Obama closed the speech by asking Congress not to vote on a resolution authorizing the use of force against Assad’s regime. Senate Majority Leader Harry Reid postponed a vote indefinitely to the relief of his fellow Senate Democrats. But the crisis was not defused. The Syrian civil war raged, atrocities mounted, ISIS exploded over the border with Iraq, and Obama eventually ordered strikes inside Syrian territory just over a year later. A year after that, he put boots on the ground inside Syria. Obama insisted that this military intervention in a sovereign and adversarial nation was covered by previous congressional authorizations that target stateless terrorists, but that didn’t prevent coalition forces from conducting offensive operations against Assad’s forces. Accidents happen, you see.
Landler’s claim that Obama sought an AUMF against Syria to justify strikes on Iran is betrayed by the administration’s response to Iranian nuclearization in 2009, which was typified by diplomacy, not ultimatums. The same month that Obama backed off his plan to strike Iran’s allies in Syria, he reached out to Iranian President Hassan Rouhani—the first bilateral contact between U.S. and Iranian leaders since 1979. That November, Kerry joined his Iranian counterpart in Geneva to settle on the terms of a precursor agreement to what would become the 2015 nuclear accords.
Unlike Assad, the Iranians “did not cross the red line” according to Landler, which he defines as Sec. Mike Pompeo’s warning to Tehran that it would face retaliation only if American service personnel were harmed. But no one needs to articulate the fact that multiple operations sabotaging commercial shipping in international waters and the direct, claimed attack on an American military asset constitute acts of war. The notion that “Iran’s actions were rooted in” Trump’s decision to partially withdraw from the 2015 nuclear accords suggests that Iran should have put an end to attacks on Americans and their allies when the U.S. was a party to that accord, but they did not.

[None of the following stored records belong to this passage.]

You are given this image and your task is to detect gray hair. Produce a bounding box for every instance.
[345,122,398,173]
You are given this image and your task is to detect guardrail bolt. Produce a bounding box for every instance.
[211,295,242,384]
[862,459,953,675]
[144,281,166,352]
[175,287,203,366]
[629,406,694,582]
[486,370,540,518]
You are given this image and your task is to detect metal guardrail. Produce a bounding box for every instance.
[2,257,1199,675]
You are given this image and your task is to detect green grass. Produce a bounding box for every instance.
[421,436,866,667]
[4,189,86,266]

Landler concedes only that “defenders of Mr. Trump” claim that Obama never truly wanted congressional approval for strikes on Iran but only an excuse not to act. But a judicious review of the administration’s confused messaging and lethargic legislative strategy in the run-up to a strike leave cautious observers with no other conclusion.

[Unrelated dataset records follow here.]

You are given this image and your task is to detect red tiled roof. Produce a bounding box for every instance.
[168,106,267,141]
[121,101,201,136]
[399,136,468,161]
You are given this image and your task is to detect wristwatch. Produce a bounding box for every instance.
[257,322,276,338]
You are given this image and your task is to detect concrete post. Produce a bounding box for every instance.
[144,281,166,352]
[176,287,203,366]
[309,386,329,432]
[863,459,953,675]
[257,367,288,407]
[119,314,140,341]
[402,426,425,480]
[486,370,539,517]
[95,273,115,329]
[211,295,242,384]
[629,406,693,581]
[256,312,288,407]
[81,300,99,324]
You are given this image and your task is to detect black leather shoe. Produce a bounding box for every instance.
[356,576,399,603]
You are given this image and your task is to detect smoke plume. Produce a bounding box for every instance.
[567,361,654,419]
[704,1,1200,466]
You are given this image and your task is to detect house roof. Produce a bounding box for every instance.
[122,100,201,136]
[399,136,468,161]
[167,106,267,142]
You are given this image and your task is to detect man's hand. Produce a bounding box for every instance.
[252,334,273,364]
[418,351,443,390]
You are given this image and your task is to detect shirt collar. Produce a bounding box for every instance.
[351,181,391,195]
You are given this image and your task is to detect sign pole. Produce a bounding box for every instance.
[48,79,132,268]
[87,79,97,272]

Landler’s attempt to rebrand Obama’s legacy on Syria as the product of strategic thinking and gamesmanship derailed only by events beyond his control is unpersuasive. Indeed, these excuses contradict Obama himself, who told The Atlantic’s Jeff Goldberg that he was “very proud” of this mortifying sequence of events. By linking the canceled strike on Syria to Trump’s halted response to Iranian aggression, Landler inadvertently demonstrates how hard it is to defend Obama’s legacy.